Most likely, the majority of Lemoore’s citizens appreciate their fire department. “I think the public appreciates us very much and has a lot of respect for us,” said German, who acknowledges there may be a few who aren’t fans.

The local fire department has the tools to keep the city safe. Firefighters currently have eight total fire trucks, including four engines, two ladder trucks, and two patrol trucks. They train consistently and respond quickly to local emergencies.

Volunteer fire departments are by no means a rarity. In fact, they’re the norm in many parts of the United States, including California. According to the Federal Emergency Management Agency (FEMA), 71 percent of the nation’s registered fire departments are manned by volunteers.
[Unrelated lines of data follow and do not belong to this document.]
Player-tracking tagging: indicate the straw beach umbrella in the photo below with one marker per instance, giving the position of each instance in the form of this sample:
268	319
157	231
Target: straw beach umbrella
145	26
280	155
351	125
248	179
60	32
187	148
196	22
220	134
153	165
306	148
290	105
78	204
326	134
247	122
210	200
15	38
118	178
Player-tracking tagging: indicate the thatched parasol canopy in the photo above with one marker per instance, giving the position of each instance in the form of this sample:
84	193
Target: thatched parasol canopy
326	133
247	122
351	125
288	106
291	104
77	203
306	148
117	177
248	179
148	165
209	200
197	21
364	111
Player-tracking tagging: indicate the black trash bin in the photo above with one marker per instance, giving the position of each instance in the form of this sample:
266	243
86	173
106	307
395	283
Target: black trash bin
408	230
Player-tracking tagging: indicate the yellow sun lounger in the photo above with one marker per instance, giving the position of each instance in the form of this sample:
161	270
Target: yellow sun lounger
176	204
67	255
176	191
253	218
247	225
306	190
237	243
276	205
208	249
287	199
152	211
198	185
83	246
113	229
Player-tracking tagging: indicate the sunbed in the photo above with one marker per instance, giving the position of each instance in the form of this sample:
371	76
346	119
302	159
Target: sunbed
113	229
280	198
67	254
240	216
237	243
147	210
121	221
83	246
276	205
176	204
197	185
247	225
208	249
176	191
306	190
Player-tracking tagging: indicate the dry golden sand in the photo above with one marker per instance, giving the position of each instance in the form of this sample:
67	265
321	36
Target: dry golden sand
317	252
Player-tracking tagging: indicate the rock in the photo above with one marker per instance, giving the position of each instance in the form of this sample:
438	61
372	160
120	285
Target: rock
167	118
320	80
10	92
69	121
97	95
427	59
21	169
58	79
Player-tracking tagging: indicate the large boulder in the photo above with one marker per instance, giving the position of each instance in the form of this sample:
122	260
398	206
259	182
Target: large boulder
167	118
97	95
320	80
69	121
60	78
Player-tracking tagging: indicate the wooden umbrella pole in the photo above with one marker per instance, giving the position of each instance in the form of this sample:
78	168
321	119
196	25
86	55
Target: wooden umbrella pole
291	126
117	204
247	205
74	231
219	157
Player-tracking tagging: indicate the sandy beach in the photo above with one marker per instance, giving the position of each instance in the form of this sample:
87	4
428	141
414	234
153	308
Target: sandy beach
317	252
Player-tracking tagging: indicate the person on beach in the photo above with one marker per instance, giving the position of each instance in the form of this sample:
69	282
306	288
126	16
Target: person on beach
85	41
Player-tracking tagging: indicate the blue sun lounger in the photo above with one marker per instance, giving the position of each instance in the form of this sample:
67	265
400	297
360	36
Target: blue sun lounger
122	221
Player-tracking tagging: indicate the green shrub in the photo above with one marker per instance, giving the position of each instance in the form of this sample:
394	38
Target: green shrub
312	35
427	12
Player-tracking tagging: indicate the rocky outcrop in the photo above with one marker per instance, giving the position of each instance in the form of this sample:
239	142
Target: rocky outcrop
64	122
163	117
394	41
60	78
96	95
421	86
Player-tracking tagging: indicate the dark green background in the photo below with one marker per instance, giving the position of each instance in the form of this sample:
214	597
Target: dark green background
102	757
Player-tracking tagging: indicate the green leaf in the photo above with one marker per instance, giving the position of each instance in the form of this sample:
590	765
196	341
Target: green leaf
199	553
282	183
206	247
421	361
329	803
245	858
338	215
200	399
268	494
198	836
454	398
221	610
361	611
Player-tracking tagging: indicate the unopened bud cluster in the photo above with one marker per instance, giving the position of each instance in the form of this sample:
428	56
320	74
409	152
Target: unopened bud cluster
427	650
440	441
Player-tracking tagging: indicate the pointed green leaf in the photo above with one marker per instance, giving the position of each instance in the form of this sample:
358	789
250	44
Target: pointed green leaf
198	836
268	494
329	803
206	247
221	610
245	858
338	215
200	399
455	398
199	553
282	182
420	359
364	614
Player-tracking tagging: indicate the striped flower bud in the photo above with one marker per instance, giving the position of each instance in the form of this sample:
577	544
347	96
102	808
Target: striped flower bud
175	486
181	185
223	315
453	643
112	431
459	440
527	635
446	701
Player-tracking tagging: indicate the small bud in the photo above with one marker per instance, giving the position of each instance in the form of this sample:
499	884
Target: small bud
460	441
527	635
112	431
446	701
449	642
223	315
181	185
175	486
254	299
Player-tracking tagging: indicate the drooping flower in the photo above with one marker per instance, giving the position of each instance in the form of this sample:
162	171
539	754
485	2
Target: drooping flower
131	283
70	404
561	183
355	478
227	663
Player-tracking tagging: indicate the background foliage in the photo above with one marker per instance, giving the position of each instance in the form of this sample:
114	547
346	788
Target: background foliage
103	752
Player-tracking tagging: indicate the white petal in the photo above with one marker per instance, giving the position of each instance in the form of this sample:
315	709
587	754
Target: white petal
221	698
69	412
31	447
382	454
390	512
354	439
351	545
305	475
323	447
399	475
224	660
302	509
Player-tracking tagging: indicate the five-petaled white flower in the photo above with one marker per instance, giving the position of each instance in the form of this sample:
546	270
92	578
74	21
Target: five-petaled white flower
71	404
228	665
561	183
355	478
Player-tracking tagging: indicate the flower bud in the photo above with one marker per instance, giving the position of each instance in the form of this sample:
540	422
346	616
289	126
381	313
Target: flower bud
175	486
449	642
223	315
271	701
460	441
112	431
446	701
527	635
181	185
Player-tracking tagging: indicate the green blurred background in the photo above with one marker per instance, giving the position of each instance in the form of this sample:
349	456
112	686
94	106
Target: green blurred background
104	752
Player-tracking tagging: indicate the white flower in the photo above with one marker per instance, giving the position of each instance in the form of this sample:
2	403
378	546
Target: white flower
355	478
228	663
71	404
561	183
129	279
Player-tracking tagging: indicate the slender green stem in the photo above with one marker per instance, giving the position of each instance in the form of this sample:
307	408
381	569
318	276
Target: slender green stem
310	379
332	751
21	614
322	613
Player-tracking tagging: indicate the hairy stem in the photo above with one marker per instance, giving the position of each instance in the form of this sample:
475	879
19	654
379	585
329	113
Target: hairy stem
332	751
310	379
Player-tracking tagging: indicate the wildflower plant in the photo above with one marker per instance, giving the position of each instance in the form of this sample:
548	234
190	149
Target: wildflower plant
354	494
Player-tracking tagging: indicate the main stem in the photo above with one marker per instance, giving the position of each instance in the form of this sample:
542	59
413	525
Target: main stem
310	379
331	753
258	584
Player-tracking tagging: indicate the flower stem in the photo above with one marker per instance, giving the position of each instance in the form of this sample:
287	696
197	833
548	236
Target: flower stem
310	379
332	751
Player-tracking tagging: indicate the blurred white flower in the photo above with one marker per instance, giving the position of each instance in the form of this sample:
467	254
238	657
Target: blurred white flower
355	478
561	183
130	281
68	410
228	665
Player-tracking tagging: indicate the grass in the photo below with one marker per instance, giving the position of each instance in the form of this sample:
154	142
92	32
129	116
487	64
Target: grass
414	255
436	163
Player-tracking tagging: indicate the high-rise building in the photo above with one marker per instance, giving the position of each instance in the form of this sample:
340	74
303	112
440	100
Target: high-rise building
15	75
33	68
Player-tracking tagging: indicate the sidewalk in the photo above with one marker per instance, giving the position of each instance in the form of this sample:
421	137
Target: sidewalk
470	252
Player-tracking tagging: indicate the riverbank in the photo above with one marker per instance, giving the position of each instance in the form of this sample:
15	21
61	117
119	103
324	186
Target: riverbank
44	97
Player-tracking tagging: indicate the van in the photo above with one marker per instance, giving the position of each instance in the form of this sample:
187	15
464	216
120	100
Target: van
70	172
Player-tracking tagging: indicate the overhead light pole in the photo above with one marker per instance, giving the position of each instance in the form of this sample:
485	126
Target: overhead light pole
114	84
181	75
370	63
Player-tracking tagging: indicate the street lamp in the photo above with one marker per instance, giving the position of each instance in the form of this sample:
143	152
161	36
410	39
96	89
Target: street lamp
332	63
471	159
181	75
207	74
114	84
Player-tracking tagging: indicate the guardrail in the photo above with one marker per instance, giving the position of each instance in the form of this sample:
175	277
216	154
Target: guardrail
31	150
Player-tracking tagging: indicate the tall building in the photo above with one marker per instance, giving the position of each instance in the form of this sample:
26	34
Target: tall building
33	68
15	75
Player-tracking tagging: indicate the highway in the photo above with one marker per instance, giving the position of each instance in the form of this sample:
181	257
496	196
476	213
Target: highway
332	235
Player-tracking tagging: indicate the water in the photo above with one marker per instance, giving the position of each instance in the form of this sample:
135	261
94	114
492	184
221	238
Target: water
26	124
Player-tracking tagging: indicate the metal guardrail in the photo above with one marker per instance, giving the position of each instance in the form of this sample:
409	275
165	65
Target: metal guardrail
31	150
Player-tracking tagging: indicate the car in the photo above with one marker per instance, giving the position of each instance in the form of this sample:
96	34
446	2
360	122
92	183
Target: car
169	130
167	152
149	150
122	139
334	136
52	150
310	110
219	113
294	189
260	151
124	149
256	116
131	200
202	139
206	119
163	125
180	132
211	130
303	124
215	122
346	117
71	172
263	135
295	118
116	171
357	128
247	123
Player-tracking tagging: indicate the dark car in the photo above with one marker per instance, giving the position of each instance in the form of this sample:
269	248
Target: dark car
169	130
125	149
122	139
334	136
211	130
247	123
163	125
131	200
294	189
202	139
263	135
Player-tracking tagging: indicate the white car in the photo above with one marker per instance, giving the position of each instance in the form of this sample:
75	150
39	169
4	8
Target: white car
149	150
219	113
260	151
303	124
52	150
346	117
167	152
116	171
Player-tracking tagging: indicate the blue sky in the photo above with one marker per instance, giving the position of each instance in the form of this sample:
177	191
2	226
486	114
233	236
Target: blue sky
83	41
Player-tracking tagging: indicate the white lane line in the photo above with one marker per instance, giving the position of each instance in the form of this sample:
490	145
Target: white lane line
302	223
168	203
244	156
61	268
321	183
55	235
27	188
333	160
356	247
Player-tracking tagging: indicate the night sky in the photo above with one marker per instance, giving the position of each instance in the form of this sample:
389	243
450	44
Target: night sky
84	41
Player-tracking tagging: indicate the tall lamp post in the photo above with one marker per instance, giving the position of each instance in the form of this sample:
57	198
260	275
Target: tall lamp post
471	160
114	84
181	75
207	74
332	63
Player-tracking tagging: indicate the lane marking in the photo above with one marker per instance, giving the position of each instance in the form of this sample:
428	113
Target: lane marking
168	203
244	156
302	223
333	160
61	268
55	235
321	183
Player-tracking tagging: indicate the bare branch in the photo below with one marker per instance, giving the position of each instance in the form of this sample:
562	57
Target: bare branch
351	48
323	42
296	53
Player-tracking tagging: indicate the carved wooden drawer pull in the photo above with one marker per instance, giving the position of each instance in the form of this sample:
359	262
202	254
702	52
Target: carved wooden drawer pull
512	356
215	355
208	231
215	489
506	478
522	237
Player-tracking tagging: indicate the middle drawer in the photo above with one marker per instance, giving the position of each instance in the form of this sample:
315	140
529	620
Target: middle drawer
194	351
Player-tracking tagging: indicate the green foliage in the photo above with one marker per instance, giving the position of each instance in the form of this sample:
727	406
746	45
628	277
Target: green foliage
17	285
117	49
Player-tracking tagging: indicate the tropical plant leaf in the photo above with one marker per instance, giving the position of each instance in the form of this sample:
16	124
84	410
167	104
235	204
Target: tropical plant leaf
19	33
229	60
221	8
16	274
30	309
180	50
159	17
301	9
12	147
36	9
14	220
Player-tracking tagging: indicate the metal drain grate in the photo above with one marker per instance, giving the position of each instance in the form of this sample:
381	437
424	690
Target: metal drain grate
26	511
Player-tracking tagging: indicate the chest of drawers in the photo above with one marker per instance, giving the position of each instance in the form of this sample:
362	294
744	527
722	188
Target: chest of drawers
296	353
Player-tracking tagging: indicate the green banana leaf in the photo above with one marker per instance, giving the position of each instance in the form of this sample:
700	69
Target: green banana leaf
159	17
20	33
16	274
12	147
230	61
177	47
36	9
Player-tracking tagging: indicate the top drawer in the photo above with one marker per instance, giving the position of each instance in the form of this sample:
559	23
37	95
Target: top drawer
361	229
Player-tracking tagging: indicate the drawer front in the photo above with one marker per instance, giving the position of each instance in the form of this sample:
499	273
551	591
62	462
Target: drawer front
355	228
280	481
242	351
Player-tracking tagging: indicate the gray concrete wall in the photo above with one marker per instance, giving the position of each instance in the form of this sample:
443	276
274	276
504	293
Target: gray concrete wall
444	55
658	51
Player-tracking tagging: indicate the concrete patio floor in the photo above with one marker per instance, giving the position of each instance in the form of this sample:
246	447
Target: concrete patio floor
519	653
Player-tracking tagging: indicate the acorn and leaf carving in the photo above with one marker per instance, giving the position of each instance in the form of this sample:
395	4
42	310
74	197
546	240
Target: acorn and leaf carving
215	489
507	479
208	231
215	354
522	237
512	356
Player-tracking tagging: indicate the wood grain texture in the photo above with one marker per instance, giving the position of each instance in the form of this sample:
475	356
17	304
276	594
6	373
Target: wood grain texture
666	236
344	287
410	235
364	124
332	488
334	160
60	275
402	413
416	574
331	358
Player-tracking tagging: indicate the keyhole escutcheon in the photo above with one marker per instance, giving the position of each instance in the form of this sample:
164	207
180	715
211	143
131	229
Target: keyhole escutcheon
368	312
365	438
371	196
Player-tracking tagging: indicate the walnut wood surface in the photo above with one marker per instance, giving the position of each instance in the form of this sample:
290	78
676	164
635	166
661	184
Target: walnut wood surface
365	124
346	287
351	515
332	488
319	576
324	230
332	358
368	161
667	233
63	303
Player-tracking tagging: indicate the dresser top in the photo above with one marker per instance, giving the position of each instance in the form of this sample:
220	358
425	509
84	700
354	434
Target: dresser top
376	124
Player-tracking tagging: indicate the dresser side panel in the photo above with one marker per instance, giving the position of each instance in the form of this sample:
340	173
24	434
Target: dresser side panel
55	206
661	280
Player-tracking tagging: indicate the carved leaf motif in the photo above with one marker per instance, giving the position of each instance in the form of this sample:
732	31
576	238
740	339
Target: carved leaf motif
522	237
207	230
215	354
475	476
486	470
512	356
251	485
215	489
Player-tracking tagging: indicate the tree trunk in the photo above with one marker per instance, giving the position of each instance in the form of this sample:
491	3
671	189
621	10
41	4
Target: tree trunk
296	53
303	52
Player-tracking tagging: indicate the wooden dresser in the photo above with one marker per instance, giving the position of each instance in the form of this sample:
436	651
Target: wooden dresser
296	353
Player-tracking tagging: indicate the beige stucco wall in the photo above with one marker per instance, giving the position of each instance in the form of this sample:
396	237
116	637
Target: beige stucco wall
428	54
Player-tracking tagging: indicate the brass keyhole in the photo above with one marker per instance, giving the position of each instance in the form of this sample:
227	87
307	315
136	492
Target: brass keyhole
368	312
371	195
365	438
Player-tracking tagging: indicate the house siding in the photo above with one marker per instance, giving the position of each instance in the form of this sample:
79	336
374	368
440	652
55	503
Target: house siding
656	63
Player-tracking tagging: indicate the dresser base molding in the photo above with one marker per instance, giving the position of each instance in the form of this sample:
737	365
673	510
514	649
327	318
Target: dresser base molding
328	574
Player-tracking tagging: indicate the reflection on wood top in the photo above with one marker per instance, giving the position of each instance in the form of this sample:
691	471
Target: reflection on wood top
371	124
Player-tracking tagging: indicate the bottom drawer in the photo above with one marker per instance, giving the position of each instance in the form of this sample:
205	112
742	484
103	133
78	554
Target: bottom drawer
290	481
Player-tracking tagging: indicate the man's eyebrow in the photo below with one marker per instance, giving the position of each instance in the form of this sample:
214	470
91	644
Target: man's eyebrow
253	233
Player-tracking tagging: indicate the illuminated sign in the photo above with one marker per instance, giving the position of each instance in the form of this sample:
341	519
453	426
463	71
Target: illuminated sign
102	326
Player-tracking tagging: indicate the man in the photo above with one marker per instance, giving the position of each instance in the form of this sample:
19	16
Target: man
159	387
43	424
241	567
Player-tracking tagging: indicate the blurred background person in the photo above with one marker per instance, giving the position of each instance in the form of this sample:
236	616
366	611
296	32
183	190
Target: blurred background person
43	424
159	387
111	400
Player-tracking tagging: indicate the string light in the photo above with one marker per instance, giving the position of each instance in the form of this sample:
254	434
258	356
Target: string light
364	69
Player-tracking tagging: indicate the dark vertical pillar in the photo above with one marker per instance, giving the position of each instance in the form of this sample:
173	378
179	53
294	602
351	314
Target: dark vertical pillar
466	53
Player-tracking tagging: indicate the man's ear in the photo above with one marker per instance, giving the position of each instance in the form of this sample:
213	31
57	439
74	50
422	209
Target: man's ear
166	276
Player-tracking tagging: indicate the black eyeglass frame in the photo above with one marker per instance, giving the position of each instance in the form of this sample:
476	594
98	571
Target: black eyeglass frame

In California, 29.6 percent of its departments are manned by volunteer firefighters, while 28.8 percent are “mostly volunteer.”

And it’s unlikely things will change. However, it is quite likely that in the next few years, as housing developments begin to appear on the city’s west side – near West Hills College – the local fire department may see some growth. “Our deal was that once they (city) started developing on the west side, we were going to ask for 10 more firefighters,” said German.

Two years ago, the local volunteers committed to an annual golf tournament to benefit the Leon S. Peter’s Burn Center, located at the Fresno Community Regional Medical Center. Their first tournament raised $30,500 for the local burn center. And the tourney will remain an annual event (it was skipped last year due to COVID-19).

Every Christmas the Lemoore Volunteer Fire Department begins the holiday season with the delivery and placement of a downtown Christmas tree.
Every Christmas the Lemoore Volunteer Fire Department begins the holiday season with the delivery and placement of a downtown Christmas tree.

“It will remain an annual thing. We’ve actually kind of hooked up with the people that run that burn center,” said German. “They were amazed and very impressed. Our whole deal was we were going to do it every year no matter how successful it was. We will continue to do it.”

The Lemoore Volunteer Fire Department has a motto, or maybe might better be described as a creed or a promise, and it’s on the department’s Facebook page:

“Serving the City of Lemoore California since 1921. Amazing what a small group of dedicated volunteers can provide for your community!”

“It’s kind of like “It’s amazing what a group of dedicated people can do for a community,” said German. “It’s kind of like our mission statement.”